Une Charte pour la paix sans les Maliens ?

Par la Rédaction du Méhari Post.

Mardi 22 juillet 2025, la Charte nationale pour la paix et la réconciliation a été officiellement remise au président de la transition malienne, le Colonel putshiste Assimi Goïta. Présenté comme un jalon historique censé remplacer l’accord d’Alger dénoncé en janvier, ce document censé incarner une alternative « souveraine » à un processus internationalisé soulève pourtant une série de critiques sur sa légitimité, son accessibilité et sa pertinence. Une paix sans débat peut-elle fonder une réconciliation authentique ?

Une Charte livrée dans l’opacité

Contrairement aux usages démocratiques les plus élémentaires, le contenu même de la Charte n’a pas été publié au moment de sa remise. Ce flou a immédiatement suscité des critiques.

Fabou Kanté, président du mouvement Tabale, écrit sur Facebook :

 « Pourriez-vous mettre à notre disposition, en notre qualité d’humbles Maliens épris de paix et au nom de la veille citoyenne, le projet de la Charte pour la Paix et la Réconciliation ? »

Sa demande traduit une frustration largement partagée dans la société civile malienne. Il y a dans cette rétention une rupture de confiance entre les gouvernants et les gouvernés. En démocratie, un texte fondateur de cette nature doit être lu, discuté, critiqué avant toute adoption.

Une initiative instrumentalisée par la junte ?

De nombreuses voix s’interrogent sur les intentions réelles de la junte dans cette démarche. Pour Adaman Touré, chef du gouvernement malien en exil et initiateur du Gouvernement malien en Exil en Mai2024 et du « Panel des démocrates » :

« C’est bizarre que je n’arrive pas à avoir le document de la nouvelle charte de la paix… aucun Malien ne l’a lu encore, et encore moins, aucun Malien ne se l’est appropriée. »

Touré parle d’une « charte exhibée » par le putschiste Goïta, accusant ce dernier de l’instrumentaliser à des fins de légitimation, alors même que le contenu du texte reste inconnu du peuple qu’il prétend rassembler. Cette opacité ne fait que renforcer le sentiment d’un document imposé par le haut, et non l’émanation d’un consensus national.

 L’exclusion des voix du Nord et des territoires marginalisés

Du côté des mouvements indépendantistes et fédéralistes comme le Front de Libération de l’Azawad (FLA) et le gouvernement malien en Exil à Genève, cette charte est perçue comme une manœuvre dilatoire.

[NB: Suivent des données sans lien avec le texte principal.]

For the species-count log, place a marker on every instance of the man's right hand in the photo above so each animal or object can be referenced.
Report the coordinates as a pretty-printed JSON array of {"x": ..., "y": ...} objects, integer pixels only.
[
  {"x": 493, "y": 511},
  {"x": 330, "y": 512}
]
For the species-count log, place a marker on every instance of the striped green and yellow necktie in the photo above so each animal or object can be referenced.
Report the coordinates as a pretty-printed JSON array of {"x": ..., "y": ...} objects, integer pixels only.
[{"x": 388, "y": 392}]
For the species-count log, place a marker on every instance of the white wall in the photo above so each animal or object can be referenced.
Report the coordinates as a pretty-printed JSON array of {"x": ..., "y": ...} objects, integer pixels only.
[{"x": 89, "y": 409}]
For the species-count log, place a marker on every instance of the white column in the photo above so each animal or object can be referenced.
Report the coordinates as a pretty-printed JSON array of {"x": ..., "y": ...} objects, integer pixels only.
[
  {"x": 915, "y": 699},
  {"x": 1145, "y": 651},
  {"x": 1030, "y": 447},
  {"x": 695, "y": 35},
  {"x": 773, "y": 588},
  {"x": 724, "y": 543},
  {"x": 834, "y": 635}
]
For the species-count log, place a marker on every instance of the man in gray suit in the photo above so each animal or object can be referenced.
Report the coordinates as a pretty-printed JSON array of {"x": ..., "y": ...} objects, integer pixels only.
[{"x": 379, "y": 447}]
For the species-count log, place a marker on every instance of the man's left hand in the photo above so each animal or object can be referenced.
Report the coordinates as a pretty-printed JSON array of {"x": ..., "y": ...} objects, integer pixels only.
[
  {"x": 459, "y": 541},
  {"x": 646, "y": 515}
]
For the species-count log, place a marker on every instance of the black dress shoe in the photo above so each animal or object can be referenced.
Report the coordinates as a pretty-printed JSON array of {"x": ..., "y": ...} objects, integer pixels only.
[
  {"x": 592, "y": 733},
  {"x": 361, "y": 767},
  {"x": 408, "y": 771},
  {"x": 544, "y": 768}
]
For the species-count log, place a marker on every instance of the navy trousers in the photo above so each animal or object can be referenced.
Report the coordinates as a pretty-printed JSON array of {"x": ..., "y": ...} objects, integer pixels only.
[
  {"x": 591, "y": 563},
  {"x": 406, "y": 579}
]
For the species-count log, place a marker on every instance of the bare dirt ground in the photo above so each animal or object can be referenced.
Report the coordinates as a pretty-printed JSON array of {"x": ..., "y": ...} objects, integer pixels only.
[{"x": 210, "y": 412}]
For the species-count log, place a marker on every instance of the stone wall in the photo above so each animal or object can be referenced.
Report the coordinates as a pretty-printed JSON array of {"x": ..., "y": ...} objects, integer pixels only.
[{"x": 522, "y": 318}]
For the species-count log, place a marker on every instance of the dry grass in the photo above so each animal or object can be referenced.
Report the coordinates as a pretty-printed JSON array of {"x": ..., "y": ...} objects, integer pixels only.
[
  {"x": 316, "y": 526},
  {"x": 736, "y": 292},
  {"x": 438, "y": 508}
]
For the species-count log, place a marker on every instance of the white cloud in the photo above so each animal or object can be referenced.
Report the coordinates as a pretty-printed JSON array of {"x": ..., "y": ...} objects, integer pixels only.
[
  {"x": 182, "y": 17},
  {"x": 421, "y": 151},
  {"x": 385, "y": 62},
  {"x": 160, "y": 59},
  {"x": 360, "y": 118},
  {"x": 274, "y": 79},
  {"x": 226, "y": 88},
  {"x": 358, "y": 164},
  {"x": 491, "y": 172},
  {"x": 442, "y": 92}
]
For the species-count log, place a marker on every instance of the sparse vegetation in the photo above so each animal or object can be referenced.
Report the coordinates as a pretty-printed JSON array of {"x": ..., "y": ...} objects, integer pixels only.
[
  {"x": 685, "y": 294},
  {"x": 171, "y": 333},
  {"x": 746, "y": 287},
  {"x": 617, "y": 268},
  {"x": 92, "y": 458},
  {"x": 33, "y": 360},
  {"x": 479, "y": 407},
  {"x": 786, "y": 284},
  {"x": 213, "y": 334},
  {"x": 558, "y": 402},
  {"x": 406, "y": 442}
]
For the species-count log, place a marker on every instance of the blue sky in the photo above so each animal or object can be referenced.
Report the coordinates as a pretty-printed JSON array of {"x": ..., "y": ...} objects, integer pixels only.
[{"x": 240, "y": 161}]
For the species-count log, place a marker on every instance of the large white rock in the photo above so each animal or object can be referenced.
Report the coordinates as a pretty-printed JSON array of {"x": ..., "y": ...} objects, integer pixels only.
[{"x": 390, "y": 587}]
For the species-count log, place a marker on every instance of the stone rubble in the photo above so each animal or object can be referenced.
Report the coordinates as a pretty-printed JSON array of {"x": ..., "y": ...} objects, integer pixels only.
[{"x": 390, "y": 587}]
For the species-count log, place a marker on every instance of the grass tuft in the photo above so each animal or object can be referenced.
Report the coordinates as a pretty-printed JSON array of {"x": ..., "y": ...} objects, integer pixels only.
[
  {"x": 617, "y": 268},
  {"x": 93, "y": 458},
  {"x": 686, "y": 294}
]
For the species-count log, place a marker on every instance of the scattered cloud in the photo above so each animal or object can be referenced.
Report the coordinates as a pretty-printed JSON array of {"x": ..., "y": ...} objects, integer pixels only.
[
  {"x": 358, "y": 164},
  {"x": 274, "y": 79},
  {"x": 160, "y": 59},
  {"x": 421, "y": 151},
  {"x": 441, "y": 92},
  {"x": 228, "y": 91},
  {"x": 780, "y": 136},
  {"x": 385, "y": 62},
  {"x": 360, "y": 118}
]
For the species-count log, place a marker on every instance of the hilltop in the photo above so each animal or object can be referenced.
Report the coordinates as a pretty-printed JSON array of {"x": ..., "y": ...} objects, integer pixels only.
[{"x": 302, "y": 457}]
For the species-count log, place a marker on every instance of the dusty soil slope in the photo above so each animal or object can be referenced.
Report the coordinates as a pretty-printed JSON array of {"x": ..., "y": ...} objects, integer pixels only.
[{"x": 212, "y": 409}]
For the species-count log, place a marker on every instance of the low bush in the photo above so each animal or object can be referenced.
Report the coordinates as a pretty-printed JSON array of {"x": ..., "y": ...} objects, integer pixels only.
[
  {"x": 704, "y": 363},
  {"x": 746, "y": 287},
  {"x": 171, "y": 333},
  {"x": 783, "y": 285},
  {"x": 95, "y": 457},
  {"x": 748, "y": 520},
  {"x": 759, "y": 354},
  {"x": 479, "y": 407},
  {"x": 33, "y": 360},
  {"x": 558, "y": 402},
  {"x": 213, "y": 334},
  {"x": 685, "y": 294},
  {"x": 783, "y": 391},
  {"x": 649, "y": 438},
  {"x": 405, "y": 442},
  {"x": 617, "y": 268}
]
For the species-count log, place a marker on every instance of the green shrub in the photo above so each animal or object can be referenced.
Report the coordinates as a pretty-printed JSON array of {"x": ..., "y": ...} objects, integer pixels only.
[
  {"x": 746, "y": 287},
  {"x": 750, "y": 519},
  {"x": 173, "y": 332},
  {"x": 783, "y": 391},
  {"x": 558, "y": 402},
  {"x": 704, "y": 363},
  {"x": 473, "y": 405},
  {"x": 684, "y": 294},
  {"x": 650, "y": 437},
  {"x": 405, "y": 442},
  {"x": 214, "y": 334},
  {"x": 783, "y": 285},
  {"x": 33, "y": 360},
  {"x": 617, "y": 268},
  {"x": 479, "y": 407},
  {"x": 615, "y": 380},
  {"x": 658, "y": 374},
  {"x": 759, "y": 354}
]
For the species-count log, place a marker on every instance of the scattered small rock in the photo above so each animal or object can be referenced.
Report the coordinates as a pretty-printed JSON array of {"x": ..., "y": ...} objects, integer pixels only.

Selon plusieurs observateurs, dont Mohamed AG Ahmedou du Méhari Consulting :

 « Une paix sans les forces qui contestent l’ordre central n’est qu’un texte administratif. Aucun groupe armé, aucun chef de tribu du Nord, du sud de l’ouest, de l’Est, du centre, aucun leader religieux n’a été associé sérieusement à la rédaction. »

L’absence d’une véritable inclusion des communautés du Nord , du centre, du Sud et plus largement des périphéries ,  est un signal alarmant. Elle trahit une réconciliation verticale, imposée, au lieu d’un processus réellement participatif.

Le rôle des médias : relayer sans interroger ?

Autre paradoxe : de nombreux médias ont annoncé avec faste la remise de la charte, sans avoir pu y accéder. Aucune analyse de fond, aucune investigation journalistique sérieuse ne vient étayer les déclarations des autorités. Ce traitement médiatique creux pose la question du rôle des médias dans un contexte autoritaire : s’agit-il d’informer ou de relayer la propagande d’État ?

 Que vaut une charte sans débat démocratique ?

Une charte de paix est avant tout un contrat social. Or, ici, les fondamentaux d’un processus inclusif et délibératif semblent avoir été ignorés : ni débats publics, ni consultations populaires, ni forums citoyens.

Une paix durable ne saurait se décréter depuis un palais présidentiel. Elle se construit dans l’écoute, la reconnaissance de la diversité malienne, et le courage de confronter les douleurs du passé. Sans cela, cette charte risque de rejoindre les nombreux traités et déclarations restés sans suite depuis 1991.

Le projet de Charte pour la paix et la réconciliation nationale aurait pu être une étape décisive vers un Mali réconcilié avec lui-même. Mais sa réception précipitée, son manque de transparence, et l’absence de participation réelle en font, pour l’instant, un texte discrédité. La paix ne peut être qu’une œuvre collective. À vouloir imposer une version unilatérale de la réconciliation, le régime d’Assimi Goïta prend le risque de transformer cette charte en un énième document sans âme.